Ya antes estuve bloqueado por seis, cinco, tres y dos días. En todos los casos, la censura apareció ligada a textos que hacían alguna afirmación crítica respecto a las políticas pandémicas y en particular a las vacunas COVID.

Digo “censura”, y agrego “ilícita”, por dos razones. En lo privado, mi contrato con Facebook es muy anterior a la pandemia y a las vacunas, por lo que jamás se me planteó ni acepté que ese tema, en el que mis comentarios no transgreden ninguna norma legal, estuviese vedado.  En lo público, porque, dada la relevancia que tienen las redes en la comunicación social, es inadmisible que las libertades constitucionales de expresión y de información de miles de millones de personas estén sometidas al capricho de las empresas administradoras. La libertad de empresa también debe someterse al derecho constitucional en sociedades republicanas y democráticas.
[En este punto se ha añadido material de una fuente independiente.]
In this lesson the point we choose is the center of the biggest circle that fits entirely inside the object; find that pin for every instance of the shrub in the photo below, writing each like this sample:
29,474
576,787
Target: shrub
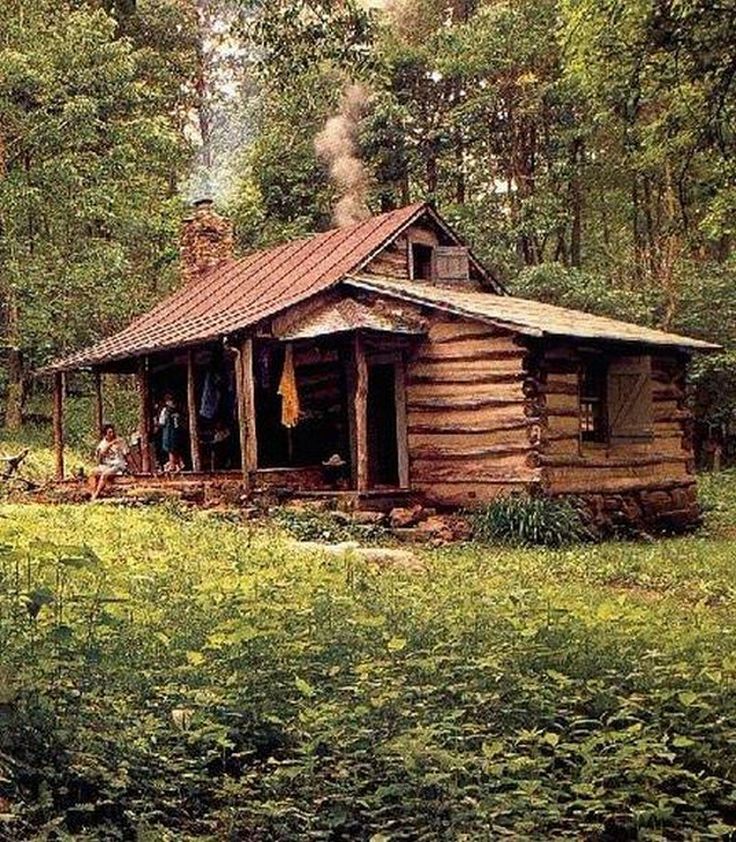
522,520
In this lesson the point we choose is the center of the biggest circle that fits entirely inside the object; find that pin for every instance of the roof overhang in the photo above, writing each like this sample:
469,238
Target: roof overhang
528,317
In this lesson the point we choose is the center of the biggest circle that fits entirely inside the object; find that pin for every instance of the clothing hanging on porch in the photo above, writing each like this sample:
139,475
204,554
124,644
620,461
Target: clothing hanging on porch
288,391
211,396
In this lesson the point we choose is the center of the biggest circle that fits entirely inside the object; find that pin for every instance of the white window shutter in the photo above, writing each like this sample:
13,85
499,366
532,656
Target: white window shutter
451,263
630,398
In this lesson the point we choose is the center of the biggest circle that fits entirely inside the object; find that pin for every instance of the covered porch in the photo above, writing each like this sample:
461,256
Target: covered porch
348,438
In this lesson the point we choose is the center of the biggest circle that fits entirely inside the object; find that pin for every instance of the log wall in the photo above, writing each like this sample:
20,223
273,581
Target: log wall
471,427
650,482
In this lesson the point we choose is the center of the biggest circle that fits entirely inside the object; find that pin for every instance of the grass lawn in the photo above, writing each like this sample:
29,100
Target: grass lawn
165,674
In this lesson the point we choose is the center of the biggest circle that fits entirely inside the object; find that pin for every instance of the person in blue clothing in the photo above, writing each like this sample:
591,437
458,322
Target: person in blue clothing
169,421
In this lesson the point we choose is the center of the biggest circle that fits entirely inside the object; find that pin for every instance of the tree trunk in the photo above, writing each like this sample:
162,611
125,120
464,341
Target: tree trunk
15,397
576,202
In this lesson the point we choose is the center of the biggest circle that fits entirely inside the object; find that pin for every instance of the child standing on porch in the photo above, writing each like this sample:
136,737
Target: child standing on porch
169,421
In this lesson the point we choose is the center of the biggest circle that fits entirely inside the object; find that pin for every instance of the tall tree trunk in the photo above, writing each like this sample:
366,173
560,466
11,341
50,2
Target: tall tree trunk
576,202
15,397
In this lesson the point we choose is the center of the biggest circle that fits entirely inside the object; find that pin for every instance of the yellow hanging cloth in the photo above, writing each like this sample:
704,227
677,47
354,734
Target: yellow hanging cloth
288,391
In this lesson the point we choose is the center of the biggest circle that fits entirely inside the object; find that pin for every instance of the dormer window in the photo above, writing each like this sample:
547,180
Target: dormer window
422,262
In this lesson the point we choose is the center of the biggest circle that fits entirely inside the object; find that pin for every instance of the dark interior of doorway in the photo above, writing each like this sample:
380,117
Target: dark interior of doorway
383,454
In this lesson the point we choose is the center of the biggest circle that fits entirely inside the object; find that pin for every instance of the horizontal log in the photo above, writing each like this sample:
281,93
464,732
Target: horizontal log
430,391
560,388
561,412
420,368
618,461
455,376
475,355
478,335
482,474
669,414
597,485
455,403
467,495
434,453
439,429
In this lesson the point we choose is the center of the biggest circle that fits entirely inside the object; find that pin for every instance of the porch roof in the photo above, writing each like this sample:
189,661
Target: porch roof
345,315
237,294
525,316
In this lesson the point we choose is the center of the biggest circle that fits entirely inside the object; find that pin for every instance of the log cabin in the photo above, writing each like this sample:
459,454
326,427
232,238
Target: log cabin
409,373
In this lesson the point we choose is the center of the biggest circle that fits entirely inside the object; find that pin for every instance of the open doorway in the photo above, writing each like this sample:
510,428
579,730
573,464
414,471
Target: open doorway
383,450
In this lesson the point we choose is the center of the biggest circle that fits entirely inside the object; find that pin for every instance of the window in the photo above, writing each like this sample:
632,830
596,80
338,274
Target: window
422,262
452,263
593,401
616,399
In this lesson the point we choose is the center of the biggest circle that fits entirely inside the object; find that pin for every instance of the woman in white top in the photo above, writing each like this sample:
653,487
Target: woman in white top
111,455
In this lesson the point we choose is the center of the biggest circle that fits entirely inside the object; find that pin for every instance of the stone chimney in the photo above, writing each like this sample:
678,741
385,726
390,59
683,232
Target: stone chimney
206,240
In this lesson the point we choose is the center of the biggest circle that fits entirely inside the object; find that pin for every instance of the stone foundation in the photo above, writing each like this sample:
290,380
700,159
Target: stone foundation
665,509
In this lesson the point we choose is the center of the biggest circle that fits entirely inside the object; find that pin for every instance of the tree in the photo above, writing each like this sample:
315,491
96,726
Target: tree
93,146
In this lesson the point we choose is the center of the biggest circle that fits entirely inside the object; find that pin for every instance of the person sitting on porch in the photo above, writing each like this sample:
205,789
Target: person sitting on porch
111,455
169,421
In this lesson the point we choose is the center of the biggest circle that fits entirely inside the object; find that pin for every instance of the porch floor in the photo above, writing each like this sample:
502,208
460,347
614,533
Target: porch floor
208,487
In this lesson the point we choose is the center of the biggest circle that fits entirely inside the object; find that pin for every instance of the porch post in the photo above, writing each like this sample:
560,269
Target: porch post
144,421
246,410
193,419
58,423
99,407
360,414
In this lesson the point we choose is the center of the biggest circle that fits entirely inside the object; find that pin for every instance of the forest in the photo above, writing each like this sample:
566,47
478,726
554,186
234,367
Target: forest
251,670
584,149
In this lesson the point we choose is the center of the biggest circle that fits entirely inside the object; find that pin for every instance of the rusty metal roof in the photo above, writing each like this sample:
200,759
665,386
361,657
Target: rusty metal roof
345,315
239,293
525,316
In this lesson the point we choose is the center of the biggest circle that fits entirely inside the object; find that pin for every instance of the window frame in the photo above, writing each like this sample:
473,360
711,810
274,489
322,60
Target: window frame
599,433
413,263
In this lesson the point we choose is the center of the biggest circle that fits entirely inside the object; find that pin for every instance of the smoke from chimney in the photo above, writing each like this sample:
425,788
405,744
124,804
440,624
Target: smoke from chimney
336,146
206,240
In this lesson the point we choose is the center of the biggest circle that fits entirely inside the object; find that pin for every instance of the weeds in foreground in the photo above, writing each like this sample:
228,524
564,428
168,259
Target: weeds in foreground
185,678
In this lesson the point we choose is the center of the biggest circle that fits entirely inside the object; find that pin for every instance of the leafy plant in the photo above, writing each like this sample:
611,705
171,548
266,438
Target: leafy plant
524,520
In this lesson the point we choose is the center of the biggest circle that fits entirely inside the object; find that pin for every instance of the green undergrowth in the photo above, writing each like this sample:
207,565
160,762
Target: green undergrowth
521,520
172,677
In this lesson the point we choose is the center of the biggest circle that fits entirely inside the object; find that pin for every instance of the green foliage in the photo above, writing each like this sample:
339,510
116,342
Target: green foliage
522,520
91,144
189,678
326,526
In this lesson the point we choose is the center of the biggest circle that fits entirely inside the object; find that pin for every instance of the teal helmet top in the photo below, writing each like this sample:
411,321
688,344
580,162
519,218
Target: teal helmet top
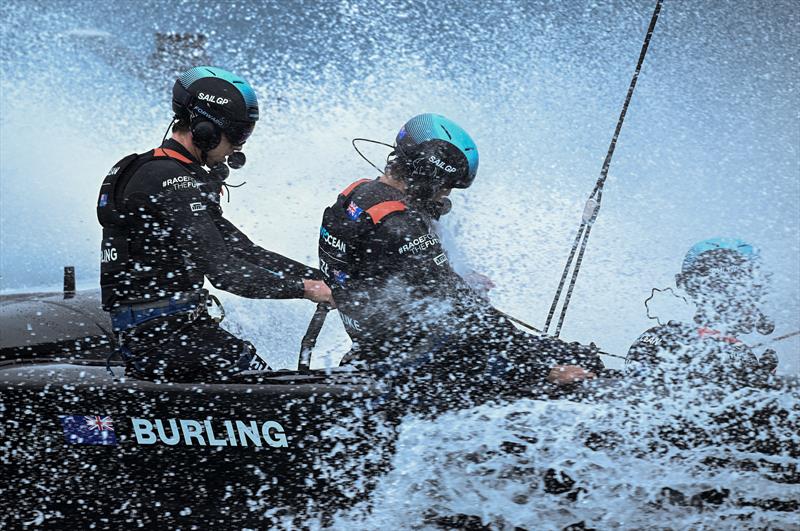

Alguno dirá: “Y, si te diste cuenta, ¿por qué no adecuás tus textos para eludir la censura?”.

Me lo he planteado. Pero hasta ahora no he querido hacerlo, o  no lo suficiente como para conformar a Zuckerberg. Y eso que ejercí el periodismo durante la última dictadura militar, cuando la escritura y la lectura entre líneas se habían vuelto nuestra segunda naturaleza.  ¿Por qué ahora no, entonces?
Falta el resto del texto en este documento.